Jahromi SR1, 2 ; Sahraian MA1, 3 ; Togha M3, 4 ; Sedighi B5 ; Shayegannejad V6 ; Nickseresht A7 ; Nafissi S8 ; Mohebbi N9 ; Majdinasab N10 ; Foroughipour M11 ; Etemadifar M12 ; Moghadam NB13 ; Ayramlou H14 ; Ashtari F6 Show All Authors
Authors
  1. Jahromi SR1, 2
  2. Sahraian MA1, 3
  3. Togha M3, 4
  4. Sedighi B5
  5. Shayegannejad V6
  6. Nickseresht A7
  7. Nafissi S8
  8. Mohebbi N9
  9. Majdinasab N10
  10. Foroughipour M11
  11. Etemadifar M12
  12. Moghadam NB13
  13. Ayramlou H14
  14. Ashtari F6
  15. Alaie S1

Source: BMC Neurology Published:2016


Abstract

Background: Accumulating evidences from experimental, epidemiologic and clinical studies support the potential linkage between poor vitamin D status and the risk of developing Multiple Sclerosis (MS), as well as, an adverse disease course.
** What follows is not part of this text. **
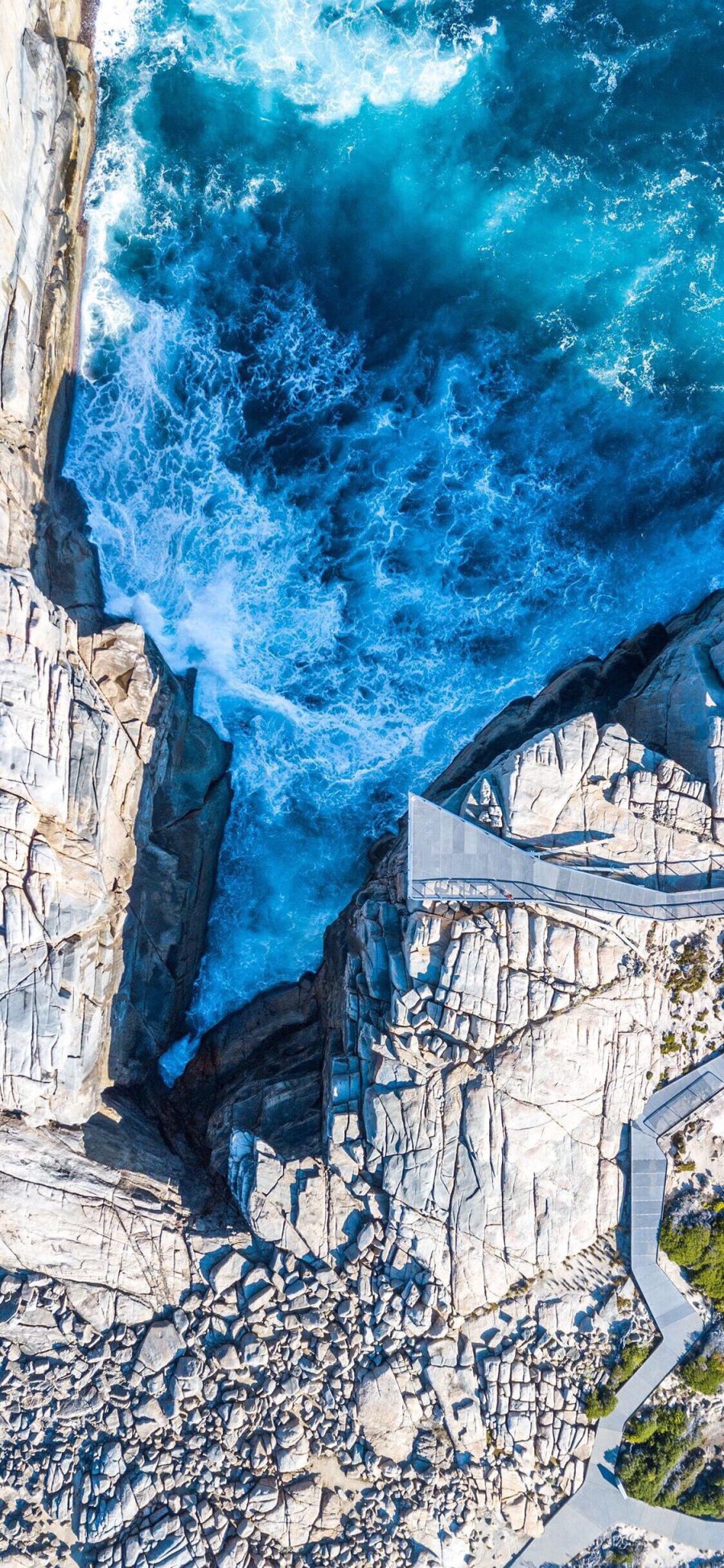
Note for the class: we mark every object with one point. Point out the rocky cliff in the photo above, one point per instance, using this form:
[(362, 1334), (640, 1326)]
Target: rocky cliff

However, the results of the trials on the clinical outcomes of vitamin D supplementation in MS patients are less consistent which brought many discrepancies in routine practice. In this article we presented a summary of a symposium on vitamin D and MS. In this symposium we aim to review the current data about the relationship between vitamin D and MS, and suggest management guides for practicing neurologists. Discussion: Generally, supplementation seems to be reasonable for all MS and clinically isolated syndrome (Rinaldi et al., Toxins 7:129-37, 2015) patients with serum 25(OH)D level below 40ng/ml. In patients with vitamin D insufficiency or deficiency, a large replacing dose (e.g. 50,000IU capsules of D per week for 8-12 week) is recommended. Panel also suggested: the checking of the serum vitamin D, and calcium level, as well as, patients' compliance after the initial phase; a maintenance treatment of 1500-2000IU daily or equivalent intermittent (weekly, biweekly or monthly) Dose, considering the patient's compliance; routine check of serum vitamin D level at least two times a year especially at the beginning of spring and autumn; Serum vitamin D evaluation for first degree relatives of MS patients at high risk age and supplementation in case of insufficiency (25(OH)D less than 40 ng/ml); correction of vitamin D deficiency and insufficiency before pregnancy, as well as, a daily dose of 1500-2000IU or equivalent biweekly intake in 2nd and 3rd trimesters; stopping supplementation if 25(OH)D serum level exceeds 100ng/ml. Summary: Although the results of high power studies are not available, correcting vitamin D status seems plausible in all MS and CIS patients. Maintaining the serum 25(OH)D level between 40 and 100 ng/ml is not known to exert adverse effect. More ever, it might be associated with lower disease activity. © 2016 Jahromi et al.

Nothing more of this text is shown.